Artwork by Ruth Wolf-Rehfeldt, 1970, "Divided Planet” - typewritten letters (planet) arranged on a piece of paper in the shape of a planet

Ruth Wolf-Rehfeldt, 1970, "Divided Planet”, with permission from bpk / Kupferstichkabinett, SMB / Dietmar Katz

Project (2025-)

The Planetary Engine

Thomas has developed a number of lines of research that connect under a central concern with the relationship between the concept of energy, conservation, and political economy. Overall, this work addresses “the planetary,” the “environment,” and the “region” as nested entities. Together, these sub-projects contribute to a wider project: "The Planetary Engine."

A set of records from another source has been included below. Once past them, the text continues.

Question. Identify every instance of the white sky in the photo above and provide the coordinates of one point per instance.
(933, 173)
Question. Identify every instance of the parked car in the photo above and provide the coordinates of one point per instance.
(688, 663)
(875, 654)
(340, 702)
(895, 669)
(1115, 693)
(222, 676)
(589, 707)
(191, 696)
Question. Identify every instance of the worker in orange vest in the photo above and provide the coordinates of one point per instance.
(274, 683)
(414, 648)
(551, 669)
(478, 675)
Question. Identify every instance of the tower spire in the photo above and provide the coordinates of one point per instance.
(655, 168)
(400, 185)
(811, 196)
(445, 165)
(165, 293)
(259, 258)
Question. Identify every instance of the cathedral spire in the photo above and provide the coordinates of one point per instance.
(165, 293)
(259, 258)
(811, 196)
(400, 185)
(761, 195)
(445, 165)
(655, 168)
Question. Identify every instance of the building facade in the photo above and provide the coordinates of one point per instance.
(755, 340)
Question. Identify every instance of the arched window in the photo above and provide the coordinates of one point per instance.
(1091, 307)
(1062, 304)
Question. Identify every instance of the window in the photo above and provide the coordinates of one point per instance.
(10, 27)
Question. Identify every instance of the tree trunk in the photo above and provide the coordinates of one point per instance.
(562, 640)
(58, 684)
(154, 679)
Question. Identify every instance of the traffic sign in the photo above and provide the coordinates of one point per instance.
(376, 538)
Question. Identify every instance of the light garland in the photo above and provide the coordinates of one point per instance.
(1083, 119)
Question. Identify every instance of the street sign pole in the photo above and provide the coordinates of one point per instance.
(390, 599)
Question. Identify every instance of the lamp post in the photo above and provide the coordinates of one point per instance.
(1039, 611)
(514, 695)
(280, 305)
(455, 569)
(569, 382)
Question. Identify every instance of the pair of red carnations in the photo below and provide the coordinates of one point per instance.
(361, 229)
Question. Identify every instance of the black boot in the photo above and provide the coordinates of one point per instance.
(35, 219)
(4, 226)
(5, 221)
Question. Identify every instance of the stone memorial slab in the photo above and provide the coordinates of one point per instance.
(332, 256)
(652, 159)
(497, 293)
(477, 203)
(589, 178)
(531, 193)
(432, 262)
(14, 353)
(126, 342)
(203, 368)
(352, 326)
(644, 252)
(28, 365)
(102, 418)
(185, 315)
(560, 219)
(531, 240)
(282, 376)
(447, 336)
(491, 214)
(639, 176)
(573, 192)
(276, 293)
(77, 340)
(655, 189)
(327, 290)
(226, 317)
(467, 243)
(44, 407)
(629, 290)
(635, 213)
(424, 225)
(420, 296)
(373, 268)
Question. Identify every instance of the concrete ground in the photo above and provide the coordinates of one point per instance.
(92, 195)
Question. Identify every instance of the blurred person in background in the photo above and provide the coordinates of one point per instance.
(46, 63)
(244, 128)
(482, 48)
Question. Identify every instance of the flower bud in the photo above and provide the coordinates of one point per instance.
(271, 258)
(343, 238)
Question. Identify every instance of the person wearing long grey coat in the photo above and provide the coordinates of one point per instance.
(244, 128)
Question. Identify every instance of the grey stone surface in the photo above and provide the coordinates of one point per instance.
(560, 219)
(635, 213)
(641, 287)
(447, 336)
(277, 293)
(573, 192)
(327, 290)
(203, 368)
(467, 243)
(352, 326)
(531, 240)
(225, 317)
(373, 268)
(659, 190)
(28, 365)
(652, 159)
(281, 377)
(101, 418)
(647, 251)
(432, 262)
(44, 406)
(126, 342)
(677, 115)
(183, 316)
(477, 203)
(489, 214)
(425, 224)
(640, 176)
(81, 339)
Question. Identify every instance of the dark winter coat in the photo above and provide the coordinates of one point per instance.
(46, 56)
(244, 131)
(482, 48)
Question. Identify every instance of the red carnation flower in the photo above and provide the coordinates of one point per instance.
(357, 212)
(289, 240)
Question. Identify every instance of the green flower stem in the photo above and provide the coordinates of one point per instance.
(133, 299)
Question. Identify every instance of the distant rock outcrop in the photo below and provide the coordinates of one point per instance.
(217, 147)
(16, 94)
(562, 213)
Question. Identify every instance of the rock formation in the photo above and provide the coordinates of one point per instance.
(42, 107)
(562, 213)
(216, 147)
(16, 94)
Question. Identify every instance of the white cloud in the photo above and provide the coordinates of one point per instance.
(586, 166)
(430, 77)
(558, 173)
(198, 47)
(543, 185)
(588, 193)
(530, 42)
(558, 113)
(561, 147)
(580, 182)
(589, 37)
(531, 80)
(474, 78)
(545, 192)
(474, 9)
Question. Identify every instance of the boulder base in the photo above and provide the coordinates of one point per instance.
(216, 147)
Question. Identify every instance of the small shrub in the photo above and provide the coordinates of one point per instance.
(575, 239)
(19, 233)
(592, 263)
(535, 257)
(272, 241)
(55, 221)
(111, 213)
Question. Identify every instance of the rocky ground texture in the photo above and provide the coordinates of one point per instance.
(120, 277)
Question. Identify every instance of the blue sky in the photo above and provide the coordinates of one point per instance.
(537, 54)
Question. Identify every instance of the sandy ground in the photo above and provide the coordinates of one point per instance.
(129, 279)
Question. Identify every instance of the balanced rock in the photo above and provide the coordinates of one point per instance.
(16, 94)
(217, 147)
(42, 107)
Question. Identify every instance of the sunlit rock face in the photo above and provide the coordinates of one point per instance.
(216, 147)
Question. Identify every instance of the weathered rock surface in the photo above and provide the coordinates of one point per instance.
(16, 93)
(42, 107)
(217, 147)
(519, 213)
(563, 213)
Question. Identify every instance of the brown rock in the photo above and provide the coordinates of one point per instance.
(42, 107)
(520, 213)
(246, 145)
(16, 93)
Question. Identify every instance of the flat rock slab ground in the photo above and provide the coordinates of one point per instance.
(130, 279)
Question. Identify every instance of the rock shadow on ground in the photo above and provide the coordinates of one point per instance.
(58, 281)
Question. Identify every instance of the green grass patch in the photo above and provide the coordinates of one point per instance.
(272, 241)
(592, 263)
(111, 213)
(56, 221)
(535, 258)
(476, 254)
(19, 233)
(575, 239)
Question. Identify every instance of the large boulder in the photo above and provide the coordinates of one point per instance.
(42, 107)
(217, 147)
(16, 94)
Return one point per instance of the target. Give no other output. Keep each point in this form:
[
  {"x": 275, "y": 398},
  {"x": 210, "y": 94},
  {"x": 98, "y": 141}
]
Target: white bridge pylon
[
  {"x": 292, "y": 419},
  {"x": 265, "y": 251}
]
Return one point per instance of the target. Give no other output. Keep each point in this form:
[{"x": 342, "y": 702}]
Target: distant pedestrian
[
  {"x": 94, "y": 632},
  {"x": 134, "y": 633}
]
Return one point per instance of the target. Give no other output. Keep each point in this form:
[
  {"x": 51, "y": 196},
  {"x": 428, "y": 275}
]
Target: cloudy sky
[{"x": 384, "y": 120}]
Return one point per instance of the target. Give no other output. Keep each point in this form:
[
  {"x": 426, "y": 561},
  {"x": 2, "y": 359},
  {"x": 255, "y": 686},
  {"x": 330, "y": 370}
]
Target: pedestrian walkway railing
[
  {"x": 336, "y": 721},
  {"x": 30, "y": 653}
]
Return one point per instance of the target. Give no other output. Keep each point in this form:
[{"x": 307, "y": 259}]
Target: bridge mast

The first branch of this work concerns the history of energy resource conservation, as both an applied science and policy, since the formalization of the laws of thermodynamics in the mid-nineteenth century. At the center of this work is a sequence of events termed ‘energy crises’ in the 1970s, and the development of a counter-crisis science of energy resource conservation that drew on systems theory, cybernetics, physics, econometrics, forecasting, and computer simulation. Building on his doctoral work, this research is being turned into a monograph, Islands of Order.

Alongside energy history, Thomas’s project is concerned with energy historiography. Drawing on the history of science, technology, and the environment, biobibliography, this project aims to develop an intellectually credible approach to studying energy as an aspect of history, navigating between the twin poles of over and under determination of its agency. In doing so, large parts of this project have addressed the recent emergence of neo-energy determinist thought and its relationship to cultural racism and anti-immigration politics.    

The ultimate scale of concern of these sub-projects is the planetary. In Earthing Planetary Models, this work feeds into a critical approach to the growing authority of computational Earth Systems Science (ESS). Working alongside Adam Wickberg (KTH Stockholm) since 2023, this project attempts to historicize the methods, media, and knowledge which ESS, the science of planetary modelling, work with. Historicization is intended to bring the science back down to Earth. Critical analysis of the political economy of ESS reveals an increasingly corporation-aligned science. Examining its political ecology also reveals stark environmental costs. Moreover, the work is now exploring the possibility of a more radical ESS.